Bitcoin’s open positions saw a rapid increase on September 18th, with Bitcoin’s price quickly dropping by day-end as open positions increased.
Bitcoin Open Positions Rapidly Increased
Bitcoin open positions on derivative exchanges saw a sudden increase of over $1 billion on September 18th, prompting investors to question whether whales were accumulating in anticipation of Binance’s court documents being unsealed.
However, a closer look at derivative metrics reveals a more nuanced picture where the funding rate did not exhibit clear signs of overbought demand.
The decision to unseal these documents was given despite the SEC previously accepting a consent order related to allegations of unregistered securities offerings and other claims against Binance, accusing them of non-cooperation.
U.S. District Judge Zia Faruqui subsequently denied Binance US’s request to review its technical infrastructure and share more information. However, the judge requested further details on whether Binance International ultimately controlled these assets.
By the end of September 18th, Bitcoin’s open positions had dwindled to $11.3 billion, and the price had dropped by 2.4% to $26,770. This drop indicated that the assets behind the surge in open positions were no longer interested in maintaining their positions.
It is believed that these whales may have been disappointed with the court’s outcome or that the price movement did not unfold as expected. In any case, 80% of the increase in open positions disappeared within a span of less than 24 hours.

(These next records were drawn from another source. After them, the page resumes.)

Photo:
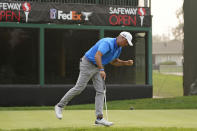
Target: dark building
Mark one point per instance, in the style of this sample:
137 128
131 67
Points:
42 41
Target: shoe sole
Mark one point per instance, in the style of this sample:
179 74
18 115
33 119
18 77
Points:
102 125
57 116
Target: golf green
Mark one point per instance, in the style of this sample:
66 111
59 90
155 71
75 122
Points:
26 119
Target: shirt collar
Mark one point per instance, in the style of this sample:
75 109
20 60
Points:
115 43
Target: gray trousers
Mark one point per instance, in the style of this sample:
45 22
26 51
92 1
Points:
87 71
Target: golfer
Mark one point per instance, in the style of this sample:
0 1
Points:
106 50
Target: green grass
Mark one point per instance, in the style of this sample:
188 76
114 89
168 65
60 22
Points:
108 129
184 102
84 119
167 85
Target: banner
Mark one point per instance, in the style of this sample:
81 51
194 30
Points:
59 13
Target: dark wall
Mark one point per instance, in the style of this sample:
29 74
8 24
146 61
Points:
43 96
190 44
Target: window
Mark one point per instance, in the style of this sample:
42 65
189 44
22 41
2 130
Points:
63 50
135 74
19 56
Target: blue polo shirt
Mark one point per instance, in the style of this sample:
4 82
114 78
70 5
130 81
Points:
108 47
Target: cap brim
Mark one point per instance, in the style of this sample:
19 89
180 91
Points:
130 43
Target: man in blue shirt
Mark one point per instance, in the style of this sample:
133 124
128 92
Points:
106 50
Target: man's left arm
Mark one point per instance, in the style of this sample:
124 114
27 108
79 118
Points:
118 62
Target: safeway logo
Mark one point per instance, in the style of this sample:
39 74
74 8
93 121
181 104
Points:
72 15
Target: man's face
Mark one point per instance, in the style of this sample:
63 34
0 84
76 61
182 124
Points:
123 42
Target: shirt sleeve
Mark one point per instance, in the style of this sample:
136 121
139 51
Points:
119 53
104 47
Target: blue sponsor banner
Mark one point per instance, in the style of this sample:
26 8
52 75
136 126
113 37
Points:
35 12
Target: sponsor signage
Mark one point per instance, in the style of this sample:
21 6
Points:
34 12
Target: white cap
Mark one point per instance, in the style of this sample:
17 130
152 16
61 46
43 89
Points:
127 36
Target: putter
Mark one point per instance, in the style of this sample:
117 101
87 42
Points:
105 99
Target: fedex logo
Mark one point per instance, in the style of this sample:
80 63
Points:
72 15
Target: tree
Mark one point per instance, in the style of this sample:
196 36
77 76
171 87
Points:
178 31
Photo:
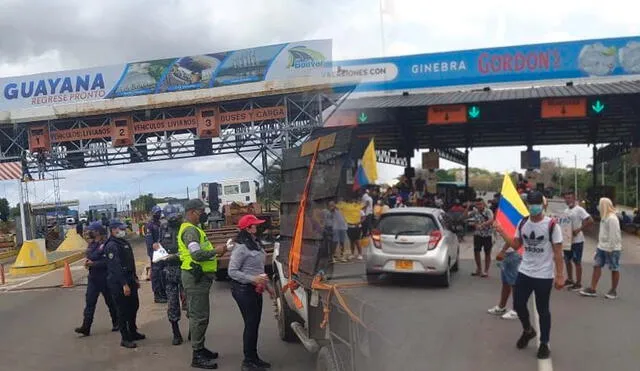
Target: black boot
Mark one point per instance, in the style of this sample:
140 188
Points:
177 336
200 360
85 329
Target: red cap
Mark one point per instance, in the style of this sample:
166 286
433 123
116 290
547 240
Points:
249 220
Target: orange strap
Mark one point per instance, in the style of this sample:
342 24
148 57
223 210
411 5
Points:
296 245
334 290
292 286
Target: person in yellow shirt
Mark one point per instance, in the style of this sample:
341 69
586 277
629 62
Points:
353 215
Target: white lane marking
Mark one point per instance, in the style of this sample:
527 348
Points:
543 364
13 287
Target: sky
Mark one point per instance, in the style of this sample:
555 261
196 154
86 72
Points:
67 34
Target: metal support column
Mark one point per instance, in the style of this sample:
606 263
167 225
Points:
466 169
594 168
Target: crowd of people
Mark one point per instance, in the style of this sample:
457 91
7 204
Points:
184 263
533 260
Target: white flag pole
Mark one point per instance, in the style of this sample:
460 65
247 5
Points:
22 213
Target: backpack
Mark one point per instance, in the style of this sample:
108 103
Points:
552 225
169 239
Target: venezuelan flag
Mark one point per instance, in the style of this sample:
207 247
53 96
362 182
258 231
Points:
511 208
367 172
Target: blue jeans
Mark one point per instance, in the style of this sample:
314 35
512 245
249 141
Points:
610 258
526 285
509 270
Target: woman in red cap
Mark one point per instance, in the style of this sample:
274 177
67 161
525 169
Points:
248 279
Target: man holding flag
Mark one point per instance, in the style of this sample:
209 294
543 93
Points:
367 174
541 239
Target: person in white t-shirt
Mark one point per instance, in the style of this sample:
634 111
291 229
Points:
542 242
580 219
367 208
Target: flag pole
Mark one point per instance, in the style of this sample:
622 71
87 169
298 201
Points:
23 225
382 42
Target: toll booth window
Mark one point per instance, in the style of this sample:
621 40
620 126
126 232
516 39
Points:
232 189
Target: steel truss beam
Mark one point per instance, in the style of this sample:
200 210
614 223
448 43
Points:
258 143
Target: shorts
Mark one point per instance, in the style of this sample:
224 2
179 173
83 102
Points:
354 233
339 236
610 258
367 225
482 242
575 254
509 268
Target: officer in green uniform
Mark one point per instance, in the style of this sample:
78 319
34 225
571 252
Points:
198 264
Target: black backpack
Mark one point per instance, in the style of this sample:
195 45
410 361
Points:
552 225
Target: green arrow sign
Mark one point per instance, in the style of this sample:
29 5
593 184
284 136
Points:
474 112
597 107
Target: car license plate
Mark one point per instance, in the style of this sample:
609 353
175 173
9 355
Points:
405 265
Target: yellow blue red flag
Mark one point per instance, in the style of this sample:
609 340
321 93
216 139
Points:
367 172
511 208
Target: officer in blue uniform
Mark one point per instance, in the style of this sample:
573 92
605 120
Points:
123 282
152 237
96 262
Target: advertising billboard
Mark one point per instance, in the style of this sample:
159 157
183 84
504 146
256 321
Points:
565 60
265 63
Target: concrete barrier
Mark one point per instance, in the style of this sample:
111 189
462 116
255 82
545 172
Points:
34 259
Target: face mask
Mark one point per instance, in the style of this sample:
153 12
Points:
203 218
535 209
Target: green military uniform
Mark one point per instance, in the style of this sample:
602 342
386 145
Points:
198 269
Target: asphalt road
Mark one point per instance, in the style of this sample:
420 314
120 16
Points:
426 327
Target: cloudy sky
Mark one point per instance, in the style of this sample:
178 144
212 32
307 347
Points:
42 36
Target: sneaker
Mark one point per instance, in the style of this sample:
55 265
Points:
497 311
612 294
543 351
589 292
510 315
525 338
575 287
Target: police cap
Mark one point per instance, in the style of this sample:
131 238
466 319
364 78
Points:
195 204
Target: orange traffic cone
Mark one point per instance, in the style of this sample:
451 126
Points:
67 280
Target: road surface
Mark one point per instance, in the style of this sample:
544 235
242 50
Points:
431 328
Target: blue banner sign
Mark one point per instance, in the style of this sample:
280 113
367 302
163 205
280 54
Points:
566 60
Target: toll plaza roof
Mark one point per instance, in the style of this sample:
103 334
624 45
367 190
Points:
586 113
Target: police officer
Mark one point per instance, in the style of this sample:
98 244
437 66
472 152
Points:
152 238
173 282
199 264
96 262
123 282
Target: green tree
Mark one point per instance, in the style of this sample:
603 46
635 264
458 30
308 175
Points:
5 209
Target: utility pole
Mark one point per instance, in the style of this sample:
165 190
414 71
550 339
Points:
624 180
575 174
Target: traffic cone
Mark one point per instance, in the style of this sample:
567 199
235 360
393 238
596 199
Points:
67 280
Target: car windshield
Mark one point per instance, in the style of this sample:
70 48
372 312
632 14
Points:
407 224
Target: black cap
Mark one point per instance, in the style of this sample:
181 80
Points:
194 204
535 198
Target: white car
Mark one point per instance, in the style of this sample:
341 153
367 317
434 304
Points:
413 240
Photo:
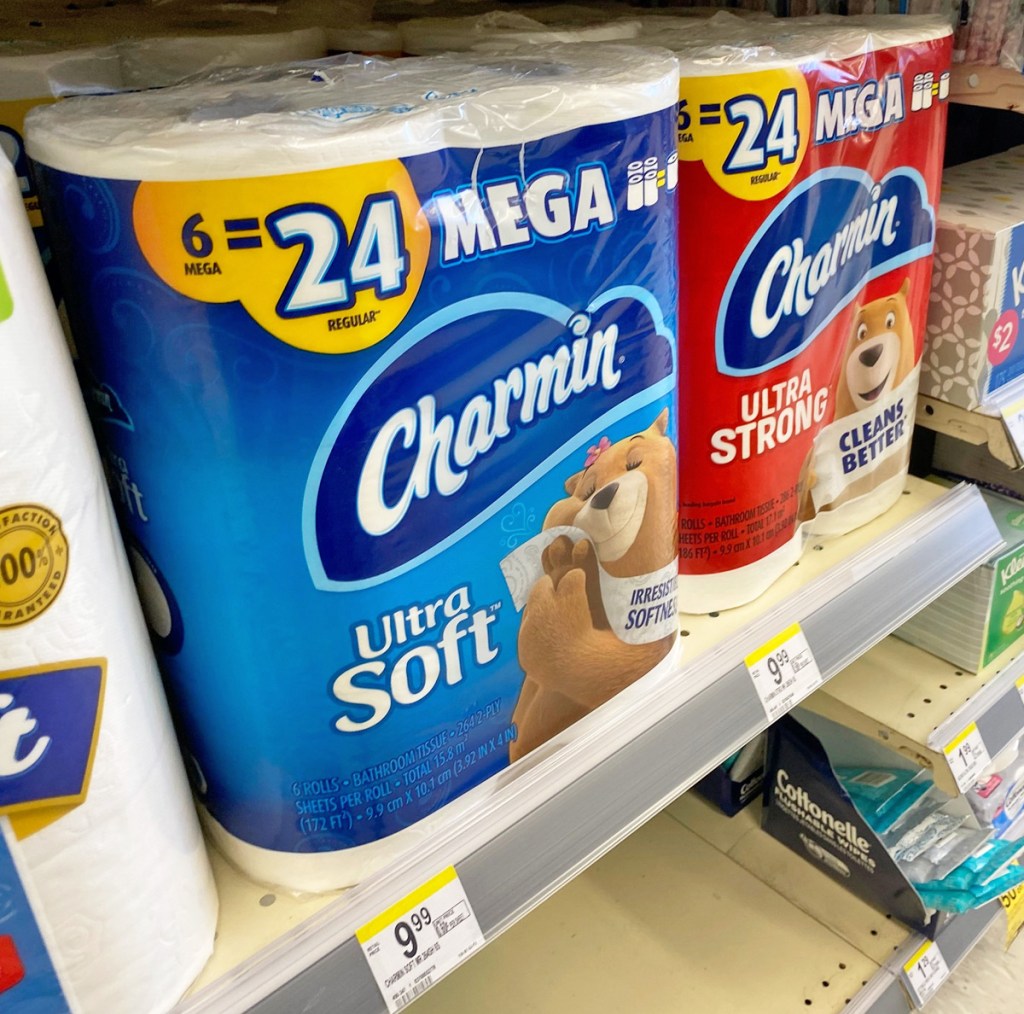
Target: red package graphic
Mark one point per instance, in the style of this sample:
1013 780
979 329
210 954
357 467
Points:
809 175
11 969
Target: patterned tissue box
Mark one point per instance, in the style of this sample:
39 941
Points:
974 343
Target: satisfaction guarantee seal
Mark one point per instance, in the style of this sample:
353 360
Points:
33 562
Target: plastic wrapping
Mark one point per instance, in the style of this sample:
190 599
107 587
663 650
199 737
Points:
436 35
186 47
809 161
424 363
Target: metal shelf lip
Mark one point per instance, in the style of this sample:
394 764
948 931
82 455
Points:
570 803
955 940
997 709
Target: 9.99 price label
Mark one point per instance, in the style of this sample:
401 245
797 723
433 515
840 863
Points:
783 671
420 939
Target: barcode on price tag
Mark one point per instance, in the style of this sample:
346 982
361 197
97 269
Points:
967 757
925 972
420 938
1013 418
783 671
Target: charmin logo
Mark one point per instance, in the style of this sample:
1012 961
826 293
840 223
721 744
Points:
446 447
427 448
833 234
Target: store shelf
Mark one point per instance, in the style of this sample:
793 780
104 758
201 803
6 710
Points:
993 87
666 923
916 704
995 423
531 831
696 912
886 941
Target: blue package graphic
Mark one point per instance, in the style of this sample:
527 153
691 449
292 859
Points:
399 484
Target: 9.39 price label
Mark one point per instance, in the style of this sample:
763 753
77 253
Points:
420 938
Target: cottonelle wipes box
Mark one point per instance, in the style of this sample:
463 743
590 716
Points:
983 615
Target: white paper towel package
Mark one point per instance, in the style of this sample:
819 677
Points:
301 279
99 821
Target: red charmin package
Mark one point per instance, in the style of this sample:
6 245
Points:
11 969
809 168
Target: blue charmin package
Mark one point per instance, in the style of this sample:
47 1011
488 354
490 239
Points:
383 361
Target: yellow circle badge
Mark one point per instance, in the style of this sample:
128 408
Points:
33 562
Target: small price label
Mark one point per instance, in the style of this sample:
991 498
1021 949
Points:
420 939
1013 419
967 757
783 671
1013 905
925 972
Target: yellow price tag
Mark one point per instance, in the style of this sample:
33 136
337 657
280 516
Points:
1013 904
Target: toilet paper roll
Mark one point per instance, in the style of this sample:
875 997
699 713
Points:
425 36
787 438
225 408
120 883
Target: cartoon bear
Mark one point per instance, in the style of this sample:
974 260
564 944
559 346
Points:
880 354
625 501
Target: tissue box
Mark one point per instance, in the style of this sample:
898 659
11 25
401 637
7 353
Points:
974 343
983 615
809 811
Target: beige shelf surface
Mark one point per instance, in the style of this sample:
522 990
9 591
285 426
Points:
978 427
704 631
870 931
993 87
915 703
665 923
257 933
251 917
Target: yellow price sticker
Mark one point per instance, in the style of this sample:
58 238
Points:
1013 905
967 757
417 940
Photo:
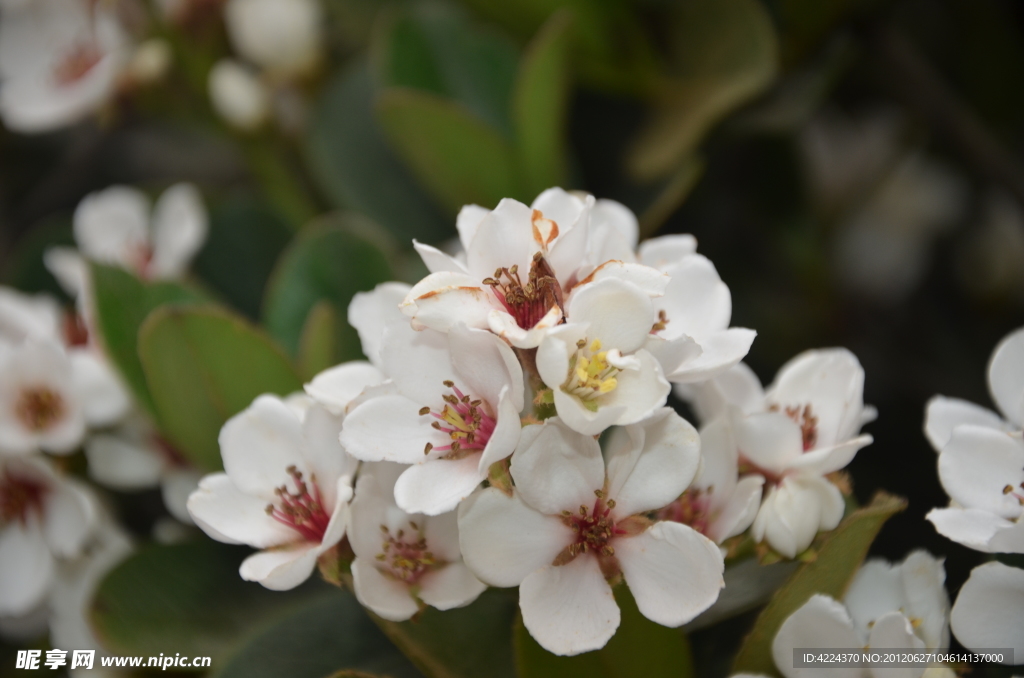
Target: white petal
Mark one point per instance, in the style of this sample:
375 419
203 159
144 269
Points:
386 597
179 229
1006 376
437 485
228 515
977 464
452 586
337 386
569 609
557 469
674 571
503 540
989 609
281 569
659 465
945 414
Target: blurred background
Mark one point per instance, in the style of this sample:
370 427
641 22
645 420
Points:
852 167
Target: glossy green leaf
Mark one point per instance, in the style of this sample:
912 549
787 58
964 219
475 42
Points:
203 366
330 633
830 573
355 168
640 647
318 343
540 106
457 156
122 304
331 261
726 52
246 239
465 642
186 598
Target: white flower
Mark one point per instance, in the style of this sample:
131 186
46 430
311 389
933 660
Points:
453 411
239 95
42 517
286 490
48 397
574 522
59 60
115 226
989 609
403 560
282 36
596 366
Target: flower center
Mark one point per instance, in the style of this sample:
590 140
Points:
591 374
406 557
77 64
19 497
527 302
807 421
39 408
467 423
302 510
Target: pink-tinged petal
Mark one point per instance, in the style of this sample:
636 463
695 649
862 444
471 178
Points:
569 609
557 469
503 540
486 365
821 622
437 485
989 609
371 311
504 239
281 569
389 428
674 571
387 597
27 565
1006 376
452 586
667 250
655 470
945 414
619 313
230 516
259 443
977 464
720 351
336 387
770 440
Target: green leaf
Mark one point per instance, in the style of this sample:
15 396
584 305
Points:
329 633
318 344
122 303
726 53
329 262
640 647
540 106
465 642
203 366
246 239
355 168
457 156
185 598
830 573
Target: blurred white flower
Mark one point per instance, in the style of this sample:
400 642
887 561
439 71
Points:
286 490
42 517
403 560
989 609
239 95
59 60
573 523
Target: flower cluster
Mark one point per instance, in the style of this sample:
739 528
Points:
479 418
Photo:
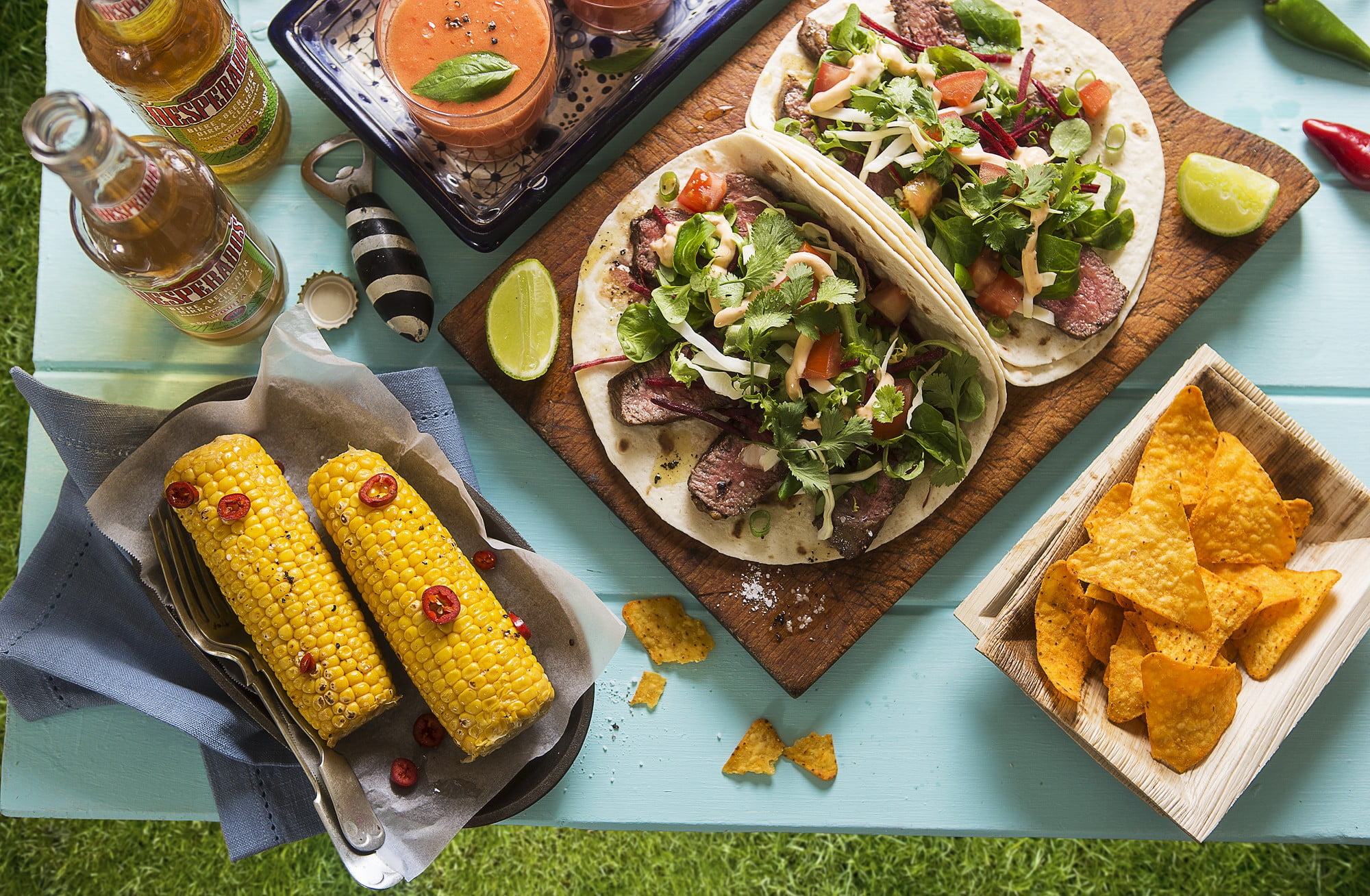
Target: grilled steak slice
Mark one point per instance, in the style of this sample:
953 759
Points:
1095 305
813 38
631 398
928 23
858 517
723 486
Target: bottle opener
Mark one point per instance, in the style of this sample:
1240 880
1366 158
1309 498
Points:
383 251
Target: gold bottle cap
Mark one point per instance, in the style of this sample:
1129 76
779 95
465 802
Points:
329 299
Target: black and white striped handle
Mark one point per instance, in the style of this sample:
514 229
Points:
390 266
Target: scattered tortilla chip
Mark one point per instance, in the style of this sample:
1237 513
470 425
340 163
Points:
1147 557
1273 631
1241 517
1110 508
1123 676
669 635
1231 603
1062 620
816 756
650 688
1180 449
758 751
1188 708
1102 631
1301 514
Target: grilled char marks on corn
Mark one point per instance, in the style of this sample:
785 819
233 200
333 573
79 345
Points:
858 517
724 487
631 397
1097 302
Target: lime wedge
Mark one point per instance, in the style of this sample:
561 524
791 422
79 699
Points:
524 321
1224 198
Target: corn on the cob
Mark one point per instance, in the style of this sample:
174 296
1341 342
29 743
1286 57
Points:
476 673
283 584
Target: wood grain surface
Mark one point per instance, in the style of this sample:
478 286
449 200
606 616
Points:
797 621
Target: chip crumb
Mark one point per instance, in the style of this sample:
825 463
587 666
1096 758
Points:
667 631
816 756
758 751
650 688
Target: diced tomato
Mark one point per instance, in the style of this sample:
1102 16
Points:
960 88
1095 98
703 191
830 76
1001 298
825 360
894 428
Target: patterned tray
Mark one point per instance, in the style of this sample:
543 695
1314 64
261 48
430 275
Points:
331 45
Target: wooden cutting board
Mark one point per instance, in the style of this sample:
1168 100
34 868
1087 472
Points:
798 620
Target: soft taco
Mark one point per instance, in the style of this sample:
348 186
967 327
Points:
1006 150
772 377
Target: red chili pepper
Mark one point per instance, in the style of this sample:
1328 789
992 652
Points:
234 508
379 491
403 773
428 731
1347 147
442 605
182 495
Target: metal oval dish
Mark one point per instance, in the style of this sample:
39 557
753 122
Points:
534 782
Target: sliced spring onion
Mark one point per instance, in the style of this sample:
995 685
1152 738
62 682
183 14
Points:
669 188
1116 139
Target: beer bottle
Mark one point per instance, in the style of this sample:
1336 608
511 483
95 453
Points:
190 72
153 214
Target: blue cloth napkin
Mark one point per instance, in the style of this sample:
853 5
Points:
57 656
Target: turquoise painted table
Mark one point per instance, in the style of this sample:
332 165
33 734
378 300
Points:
931 736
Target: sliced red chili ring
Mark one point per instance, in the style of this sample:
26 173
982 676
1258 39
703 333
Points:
235 506
428 731
442 605
403 773
379 491
182 495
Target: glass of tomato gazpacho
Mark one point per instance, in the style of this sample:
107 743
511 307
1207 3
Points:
476 75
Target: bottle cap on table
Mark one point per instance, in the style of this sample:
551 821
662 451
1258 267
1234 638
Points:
329 299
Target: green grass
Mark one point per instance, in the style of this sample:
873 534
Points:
105 858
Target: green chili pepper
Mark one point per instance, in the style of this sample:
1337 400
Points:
1316 27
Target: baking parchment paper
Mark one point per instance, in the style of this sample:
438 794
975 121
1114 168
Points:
309 406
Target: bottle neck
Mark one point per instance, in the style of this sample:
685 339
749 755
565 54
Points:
113 177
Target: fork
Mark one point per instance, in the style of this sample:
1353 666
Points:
213 627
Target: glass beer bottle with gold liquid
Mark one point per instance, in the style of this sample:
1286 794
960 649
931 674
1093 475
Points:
187 68
154 214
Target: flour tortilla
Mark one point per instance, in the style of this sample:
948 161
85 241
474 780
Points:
1034 353
657 461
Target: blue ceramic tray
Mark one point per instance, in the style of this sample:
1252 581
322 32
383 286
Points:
331 45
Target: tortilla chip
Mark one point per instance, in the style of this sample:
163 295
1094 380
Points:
1231 603
1110 508
757 753
1062 620
1273 631
1102 631
1147 557
1180 449
1301 514
669 635
1123 676
1188 708
1241 517
650 688
816 756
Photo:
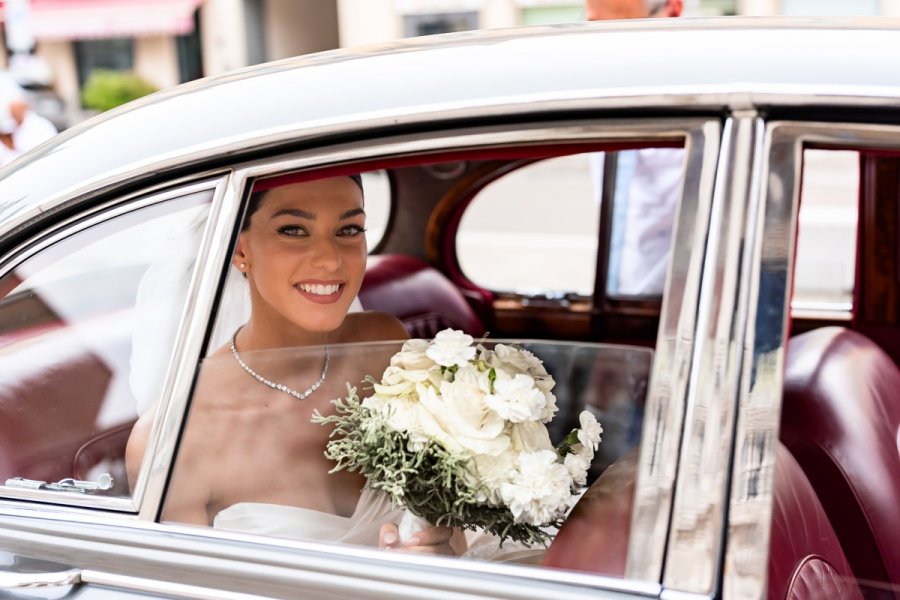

Buyers and Sellers in Futures Trading Are Always Matched
Given the assumption that most of the leverage demand is driven by bullish market sentiment, Bitcoin’s price initially rose in tandem with the increase in open positions and then dropped when 80% of the contracts were closed. However, attributing this effect solely to Binance’s court decisions doesn’t seem necessary for several reasons.
Firstly, nobody expected these documents to favor Binance or its CEO, Changpeng “CZ” Zhao, as it was the SEC that initially demanded the unsealing of the documents. Furthermore, the funding rate, a measure of the imbalance between long and short positions in Bitcoin futures contracts, remained generally stable throughout this period.
If there had indeed been an unexpected surge in demand for the $1 billion worth of open positions, particularly driven by desperate buyers, the funding rate would likely have climbed above 0.01%. However, the opposite occurred on September 19th when Bitcoin’s open positions expanded to $11.7 billion, and the funding rate dropped to zero.
In this second stage, there is no impact on Bitcoin’s price since market makers would have to unwind BTC futures contracts and buy spot Bitcoin. This could lead to a decrease in open interest and disappointment for some participants waiting for further buying excitement.
Rather than hastily labeling every “Bart” formation as manipulation, it is better to scrutinize the operations of arbitrage desks and carefully analyze the BTC futures funding rate. Therefore, it can be concluded that an increase in open interest doesn’t always signify a buying frenzy, as was the case on September 18th when excessive demand for leveraged long positions was absent.